Page 1 of 1

No extraction after installing OCR

PostPosted:Thu Aug 26, 2021 2:50 pm
by Marco_I
Hi all

I'm running openKM on a docker environment on a Intel NUC.

Now I installed OCR according to this guide:
https://docs.openkm.com/kcenter/view/ok ... ngine.html
Code: Select all
system.ocr	String 	/usr/bin/tesseract ${fileIn} ${fileOut} 
If I test OCR in debian console it works.
But in openKM nothing happens.

And if I set system.pdf.force.ocr to "true" then also the regular text extraction works anymore.
So I set it back to "false". Now the text extraction works again, but no OCR.

Anyone an idea what I'm doing wrong? Haven't found any solution on google.

Thank you very much
Marco

PS: "Check text extraction" show exactly the same. And if I test an image it shows me the metadata but no recognized text inside the pic.

Re: No extraction after installing OCR

PostPosted:Thu Aug 26, 2021 3:17 pm
by Marco_I
I think I found a solution. I had the wrong docker container.

https://hub.docker.com/r/openkm/openkm-ce

This helped me.

But I have an additional question:
https://s29843.pcdn.co/blog/wp-content/ ... 24x768.png

From this picture it only can extract "eee FROM AN IMAGE".
This is quite bad. Is there any chance to improve the result?

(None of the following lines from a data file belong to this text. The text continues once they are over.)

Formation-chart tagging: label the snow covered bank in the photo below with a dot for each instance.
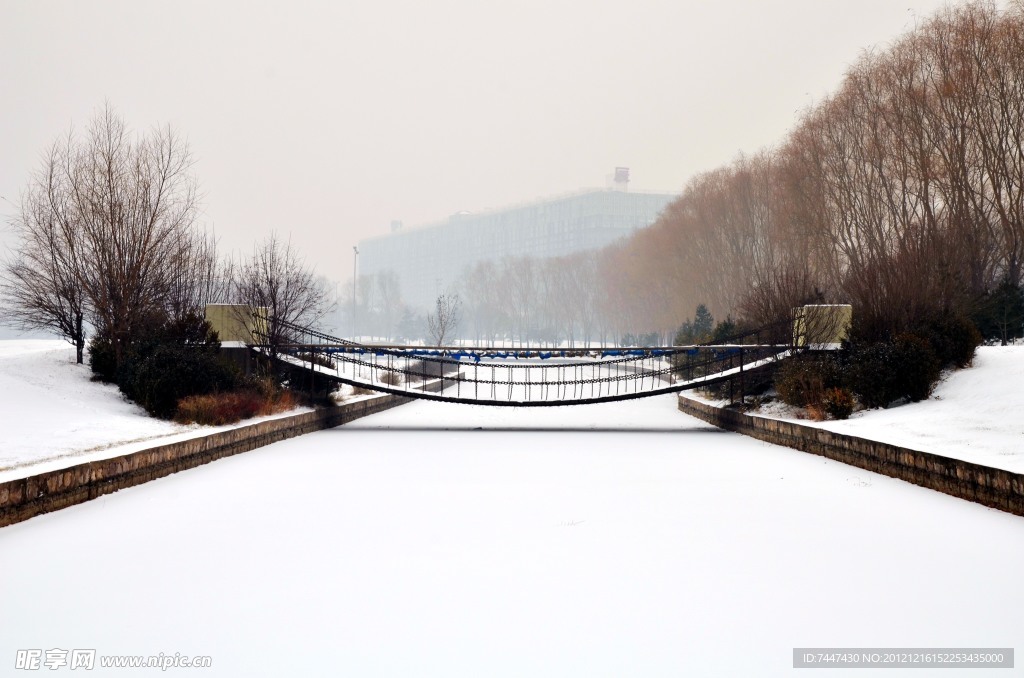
(976, 415)
(55, 417)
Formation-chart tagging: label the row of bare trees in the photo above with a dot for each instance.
(108, 244)
(902, 194)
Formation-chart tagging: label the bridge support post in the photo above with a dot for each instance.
(742, 389)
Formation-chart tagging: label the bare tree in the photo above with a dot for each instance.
(278, 280)
(107, 237)
(40, 282)
(443, 321)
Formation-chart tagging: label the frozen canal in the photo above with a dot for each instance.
(392, 547)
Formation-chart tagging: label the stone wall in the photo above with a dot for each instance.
(991, 486)
(25, 498)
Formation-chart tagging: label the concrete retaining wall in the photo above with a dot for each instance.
(25, 498)
(991, 486)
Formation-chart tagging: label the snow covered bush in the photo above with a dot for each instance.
(802, 381)
(838, 403)
(953, 339)
(173, 372)
(884, 372)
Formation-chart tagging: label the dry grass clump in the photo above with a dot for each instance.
(228, 408)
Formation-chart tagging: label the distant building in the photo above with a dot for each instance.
(430, 258)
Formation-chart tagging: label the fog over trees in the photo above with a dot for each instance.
(900, 194)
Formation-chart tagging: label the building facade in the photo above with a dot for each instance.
(429, 259)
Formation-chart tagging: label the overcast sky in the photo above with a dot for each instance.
(327, 120)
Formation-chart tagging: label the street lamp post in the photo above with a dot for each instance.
(355, 267)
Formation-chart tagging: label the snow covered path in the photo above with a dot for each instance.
(385, 549)
(54, 416)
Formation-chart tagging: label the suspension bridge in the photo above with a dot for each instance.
(520, 376)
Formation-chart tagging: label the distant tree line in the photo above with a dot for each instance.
(901, 194)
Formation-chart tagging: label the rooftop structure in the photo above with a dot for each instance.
(427, 260)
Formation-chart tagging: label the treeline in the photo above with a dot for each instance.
(515, 299)
(902, 194)
(110, 256)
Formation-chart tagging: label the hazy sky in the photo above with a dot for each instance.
(327, 120)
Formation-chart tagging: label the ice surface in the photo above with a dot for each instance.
(390, 549)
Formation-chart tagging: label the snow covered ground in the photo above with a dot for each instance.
(386, 548)
(975, 414)
(53, 415)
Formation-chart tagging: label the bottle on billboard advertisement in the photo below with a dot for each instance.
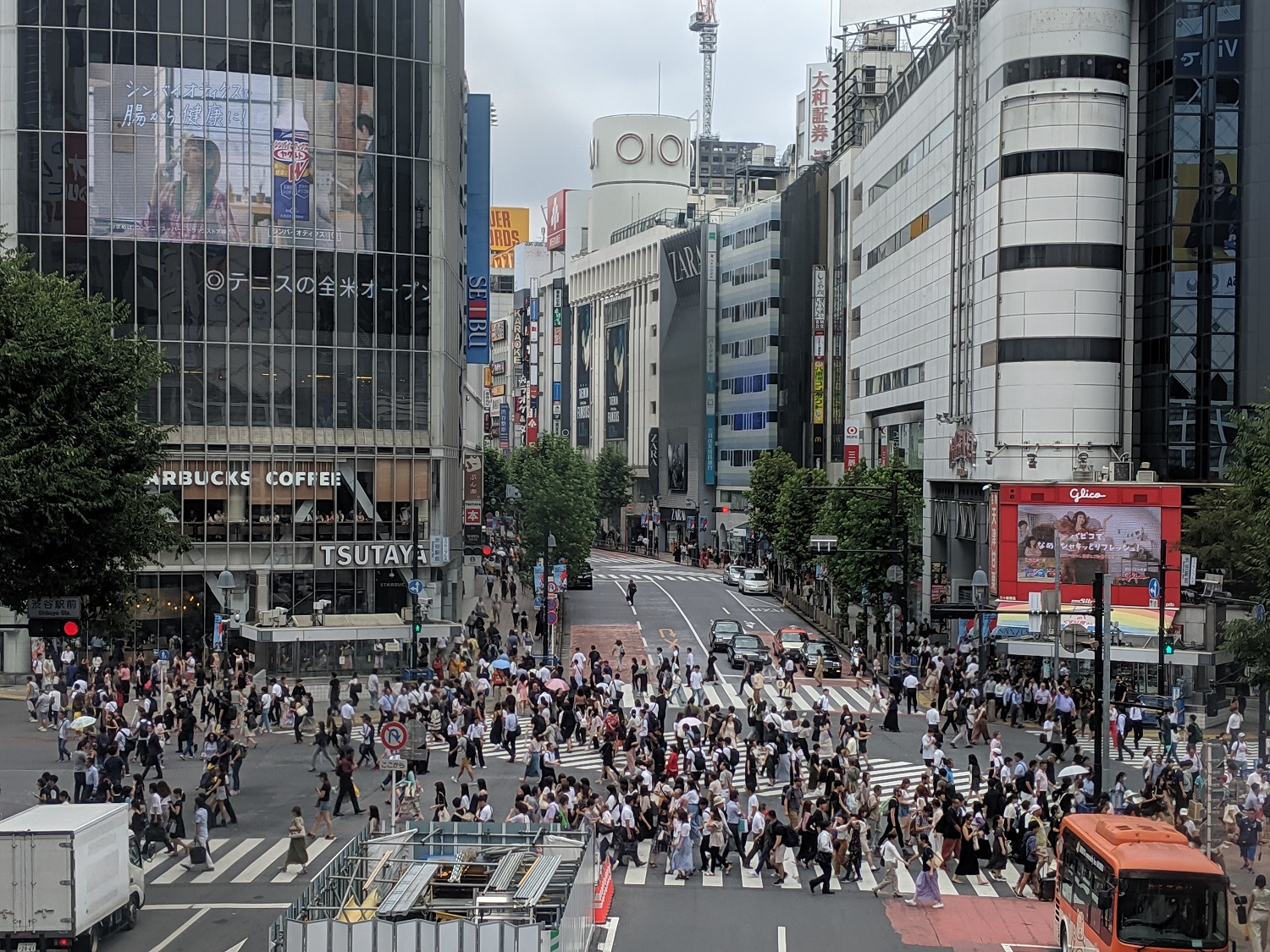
(291, 172)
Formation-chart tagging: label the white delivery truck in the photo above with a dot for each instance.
(69, 875)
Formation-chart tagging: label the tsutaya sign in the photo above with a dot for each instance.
(243, 477)
(376, 553)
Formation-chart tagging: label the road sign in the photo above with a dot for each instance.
(393, 735)
(53, 607)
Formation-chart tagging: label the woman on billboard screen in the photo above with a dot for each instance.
(187, 203)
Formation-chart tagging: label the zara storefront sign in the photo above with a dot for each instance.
(371, 555)
(243, 477)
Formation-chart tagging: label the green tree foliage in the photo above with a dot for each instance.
(863, 523)
(495, 474)
(558, 495)
(614, 480)
(766, 479)
(75, 513)
(797, 509)
(1231, 530)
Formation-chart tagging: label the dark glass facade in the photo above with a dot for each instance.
(1190, 322)
(256, 180)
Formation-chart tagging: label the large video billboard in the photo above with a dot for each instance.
(616, 368)
(1105, 527)
(230, 157)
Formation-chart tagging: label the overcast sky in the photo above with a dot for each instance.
(553, 66)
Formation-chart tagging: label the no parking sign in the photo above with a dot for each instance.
(393, 735)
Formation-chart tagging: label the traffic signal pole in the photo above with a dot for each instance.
(416, 621)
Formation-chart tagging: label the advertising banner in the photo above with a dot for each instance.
(1109, 528)
(230, 157)
(555, 220)
(508, 228)
(477, 337)
(616, 367)
(582, 421)
(677, 469)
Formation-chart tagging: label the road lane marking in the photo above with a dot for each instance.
(177, 932)
(691, 626)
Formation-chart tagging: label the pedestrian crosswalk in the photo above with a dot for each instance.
(249, 860)
(639, 575)
(886, 774)
(798, 878)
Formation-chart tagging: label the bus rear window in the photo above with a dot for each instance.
(1173, 913)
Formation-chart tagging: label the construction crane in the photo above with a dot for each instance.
(706, 25)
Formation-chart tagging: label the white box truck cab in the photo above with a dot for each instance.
(69, 875)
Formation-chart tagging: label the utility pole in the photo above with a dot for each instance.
(1099, 683)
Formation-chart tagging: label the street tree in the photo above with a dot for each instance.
(76, 515)
(766, 479)
(870, 536)
(1231, 530)
(556, 497)
(614, 480)
(797, 509)
(495, 474)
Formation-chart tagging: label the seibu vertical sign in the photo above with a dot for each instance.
(477, 330)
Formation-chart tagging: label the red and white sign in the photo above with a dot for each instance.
(556, 220)
(393, 735)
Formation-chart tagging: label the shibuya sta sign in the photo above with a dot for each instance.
(380, 553)
(243, 477)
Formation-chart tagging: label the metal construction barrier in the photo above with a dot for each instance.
(450, 888)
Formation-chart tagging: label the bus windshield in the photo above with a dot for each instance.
(1173, 913)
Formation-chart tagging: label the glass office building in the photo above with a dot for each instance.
(274, 190)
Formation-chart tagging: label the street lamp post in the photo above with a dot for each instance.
(980, 586)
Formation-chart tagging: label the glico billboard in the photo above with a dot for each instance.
(1074, 532)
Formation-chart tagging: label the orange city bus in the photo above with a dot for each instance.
(1130, 885)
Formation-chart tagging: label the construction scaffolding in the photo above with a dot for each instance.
(444, 888)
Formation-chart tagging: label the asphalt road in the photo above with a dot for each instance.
(233, 908)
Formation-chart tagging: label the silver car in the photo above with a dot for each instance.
(754, 581)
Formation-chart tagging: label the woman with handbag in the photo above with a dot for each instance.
(927, 883)
(323, 807)
(297, 850)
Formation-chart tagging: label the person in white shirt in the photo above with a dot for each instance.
(891, 858)
(911, 693)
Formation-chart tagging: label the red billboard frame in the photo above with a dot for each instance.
(1166, 498)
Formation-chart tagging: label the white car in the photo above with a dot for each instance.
(754, 581)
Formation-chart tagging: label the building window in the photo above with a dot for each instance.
(1020, 256)
(1099, 162)
(1041, 68)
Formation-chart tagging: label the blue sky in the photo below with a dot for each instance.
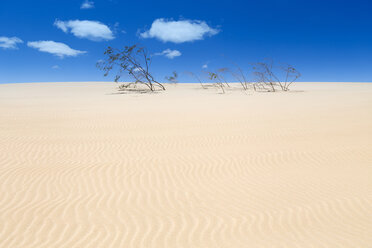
(324, 40)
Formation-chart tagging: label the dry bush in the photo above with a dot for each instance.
(267, 78)
(132, 60)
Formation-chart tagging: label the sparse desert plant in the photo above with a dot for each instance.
(221, 77)
(173, 79)
(267, 79)
(133, 60)
(196, 77)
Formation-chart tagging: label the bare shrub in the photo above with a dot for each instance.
(133, 60)
(267, 76)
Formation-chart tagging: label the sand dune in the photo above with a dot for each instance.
(83, 166)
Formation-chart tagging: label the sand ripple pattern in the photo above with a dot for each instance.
(101, 170)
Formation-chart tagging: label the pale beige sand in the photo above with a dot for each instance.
(82, 166)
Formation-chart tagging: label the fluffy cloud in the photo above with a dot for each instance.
(87, 5)
(178, 31)
(92, 30)
(59, 49)
(9, 42)
(170, 54)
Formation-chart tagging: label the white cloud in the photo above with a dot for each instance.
(92, 30)
(56, 48)
(9, 42)
(87, 5)
(179, 31)
(170, 54)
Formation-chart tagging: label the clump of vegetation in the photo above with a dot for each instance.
(267, 78)
(135, 61)
(132, 60)
(173, 79)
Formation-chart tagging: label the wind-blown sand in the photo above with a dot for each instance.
(83, 166)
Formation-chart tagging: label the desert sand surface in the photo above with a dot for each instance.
(84, 166)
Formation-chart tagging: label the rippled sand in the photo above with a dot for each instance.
(82, 166)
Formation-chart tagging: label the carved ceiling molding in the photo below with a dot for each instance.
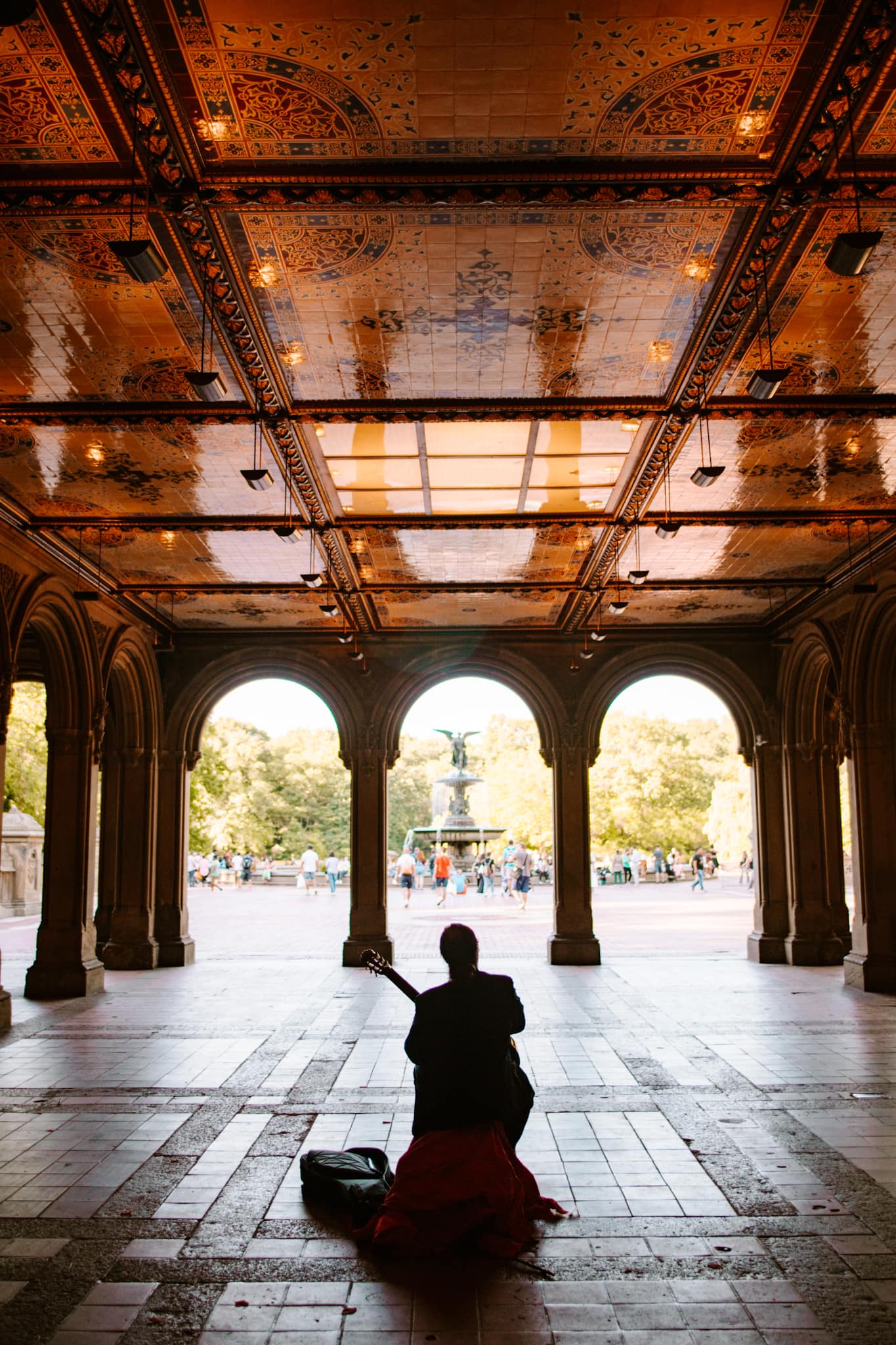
(125, 66)
(445, 523)
(859, 66)
(165, 414)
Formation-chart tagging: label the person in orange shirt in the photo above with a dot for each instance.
(441, 871)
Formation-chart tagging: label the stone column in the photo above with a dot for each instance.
(572, 943)
(7, 678)
(766, 943)
(132, 946)
(66, 959)
(109, 843)
(872, 962)
(813, 856)
(177, 948)
(367, 925)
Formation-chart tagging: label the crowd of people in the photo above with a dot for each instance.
(511, 872)
(662, 866)
(222, 868)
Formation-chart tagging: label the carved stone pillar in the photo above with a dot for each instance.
(177, 948)
(872, 962)
(815, 857)
(367, 927)
(766, 943)
(66, 959)
(7, 677)
(109, 845)
(572, 943)
(132, 946)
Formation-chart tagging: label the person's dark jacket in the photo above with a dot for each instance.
(467, 1072)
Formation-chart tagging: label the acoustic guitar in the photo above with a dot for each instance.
(377, 963)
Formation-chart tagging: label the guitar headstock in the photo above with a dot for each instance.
(375, 962)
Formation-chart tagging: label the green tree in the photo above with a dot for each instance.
(651, 785)
(521, 786)
(230, 794)
(410, 786)
(310, 793)
(26, 782)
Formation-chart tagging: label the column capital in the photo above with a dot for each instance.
(570, 752)
(368, 751)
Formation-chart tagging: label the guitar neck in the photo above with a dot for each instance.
(400, 984)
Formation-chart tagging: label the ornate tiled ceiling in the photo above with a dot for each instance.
(475, 269)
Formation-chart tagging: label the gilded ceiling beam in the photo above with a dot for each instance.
(110, 414)
(419, 522)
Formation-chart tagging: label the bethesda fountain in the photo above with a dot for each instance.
(459, 831)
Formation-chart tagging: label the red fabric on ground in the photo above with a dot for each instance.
(458, 1187)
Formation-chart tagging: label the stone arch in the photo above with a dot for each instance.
(811, 690)
(68, 650)
(133, 689)
(735, 689)
(521, 677)
(195, 701)
(870, 658)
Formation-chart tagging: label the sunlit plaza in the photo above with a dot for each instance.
(448, 673)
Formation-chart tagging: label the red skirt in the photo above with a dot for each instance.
(458, 1187)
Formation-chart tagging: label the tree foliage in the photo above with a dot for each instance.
(681, 785)
(26, 782)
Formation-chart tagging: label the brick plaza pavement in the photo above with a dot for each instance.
(725, 1132)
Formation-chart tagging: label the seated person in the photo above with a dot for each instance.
(468, 1071)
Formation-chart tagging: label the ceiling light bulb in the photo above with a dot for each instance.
(292, 354)
(699, 269)
(753, 123)
(214, 128)
(263, 275)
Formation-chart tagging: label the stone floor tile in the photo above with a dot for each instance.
(152, 1248)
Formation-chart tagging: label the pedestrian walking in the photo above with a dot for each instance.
(406, 872)
(696, 868)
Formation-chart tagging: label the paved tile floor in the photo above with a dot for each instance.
(725, 1133)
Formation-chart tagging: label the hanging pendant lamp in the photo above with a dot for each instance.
(851, 252)
(313, 579)
(206, 382)
(286, 530)
(139, 256)
(708, 471)
(765, 381)
(637, 576)
(257, 477)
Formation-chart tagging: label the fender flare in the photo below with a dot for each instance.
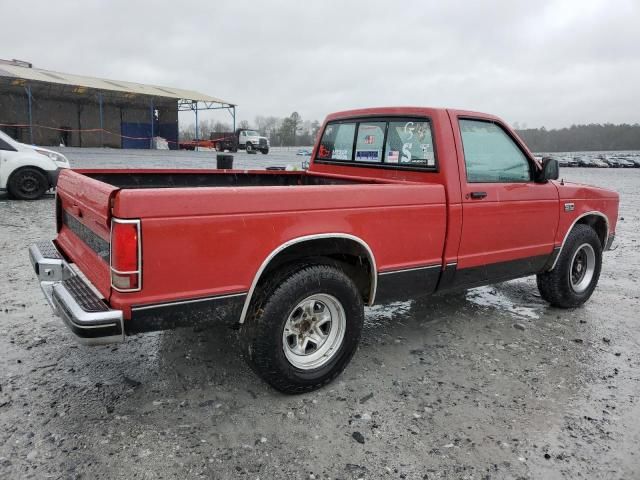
(289, 243)
(575, 222)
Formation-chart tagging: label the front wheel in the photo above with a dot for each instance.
(28, 184)
(304, 330)
(577, 270)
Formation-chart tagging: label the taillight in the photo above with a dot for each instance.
(126, 257)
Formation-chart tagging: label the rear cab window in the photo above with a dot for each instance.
(389, 142)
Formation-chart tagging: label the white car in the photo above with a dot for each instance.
(27, 172)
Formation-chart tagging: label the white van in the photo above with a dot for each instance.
(27, 172)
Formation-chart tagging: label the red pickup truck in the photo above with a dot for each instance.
(397, 203)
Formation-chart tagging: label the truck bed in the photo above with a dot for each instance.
(200, 240)
(214, 178)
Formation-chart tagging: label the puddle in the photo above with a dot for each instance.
(489, 296)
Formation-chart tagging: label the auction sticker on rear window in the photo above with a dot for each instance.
(367, 155)
(339, 154)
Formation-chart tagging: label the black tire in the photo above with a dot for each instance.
(262, 334)
(27, 183)
(557, 286)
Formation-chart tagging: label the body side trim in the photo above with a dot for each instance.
(185, 302)
(272, 255)
(412, 269)
(566, 235)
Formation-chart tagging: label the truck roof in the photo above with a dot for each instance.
(392, 111)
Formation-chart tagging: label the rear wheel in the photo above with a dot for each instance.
(577, 270)
(303, 331)
(28, 184)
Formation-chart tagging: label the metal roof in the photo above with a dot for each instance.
(11, 69)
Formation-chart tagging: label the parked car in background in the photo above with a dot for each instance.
(582, 162)
(625, 163)
(612, 162)
(26, 171)
(597, 162)
(242, 139)
(568, 162)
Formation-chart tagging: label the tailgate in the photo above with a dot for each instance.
(83, 214)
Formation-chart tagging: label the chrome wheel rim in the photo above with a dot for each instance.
(583, 266)
(314, 331)
(29, 184)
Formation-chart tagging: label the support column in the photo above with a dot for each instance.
(196, 119)
(28, 89)
(152, 125)
(101, 121)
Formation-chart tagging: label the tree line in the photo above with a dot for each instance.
(579, 138)
(281, 132)
(294, 131)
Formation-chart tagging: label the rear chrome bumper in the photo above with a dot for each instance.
(73, 299)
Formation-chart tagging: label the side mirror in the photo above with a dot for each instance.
(550, 170)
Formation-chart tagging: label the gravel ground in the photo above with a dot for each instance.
(491, 383)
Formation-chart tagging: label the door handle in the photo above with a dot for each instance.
(478, 195)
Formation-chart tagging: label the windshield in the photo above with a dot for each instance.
(7, 138)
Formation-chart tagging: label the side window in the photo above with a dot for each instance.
(5, 146)
(370, 141)
(410, 142)
(337, 141)
(490, 155)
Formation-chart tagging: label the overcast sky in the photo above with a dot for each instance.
(551, 63)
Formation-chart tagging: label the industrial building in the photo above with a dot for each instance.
(43, 107)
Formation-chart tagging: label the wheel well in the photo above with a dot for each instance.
(345, 253)
(599, 225)
(43, 172)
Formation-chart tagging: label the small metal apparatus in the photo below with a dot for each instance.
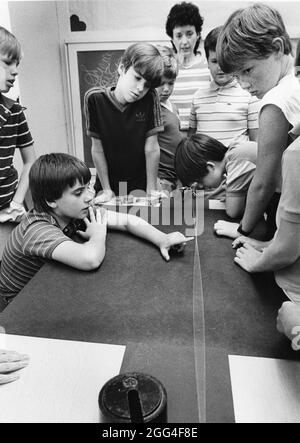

Re: No extraction after installing OCR

PostPosted:Fri Aug 27, 2021 6:50 pm
by jllort
What tesseract-ocr engine do you have configured ... version 4.x?

Re: No extraction after installing OCR

PostPosted:Mon Aug 30, 2021 2:03 pm
by kvist
I am having a somewhat similar problem using the official Docker image, which already comes with Tesseract 4.00 installed. I have found that for some bizarre reason, OpenKM seems to randomly choose any of the Abby, Cuneiform, Tesseract3, and Barcode TextExtractors, no matter the configuration.

Every time I run
Code: Select all
docker run --rm -p 8080:8080 openkm/openkm-ce
then go to localhost:8080 and navigate to Administration > Utility > Test text extraction, OpenKM uses a completely different TextExtractor every time I start a new container, but almost never the one I want it to use.

What exactly am I missing here? I've also created this issue on GitHub, complete with a demo repository

Help would be greatly appreciated!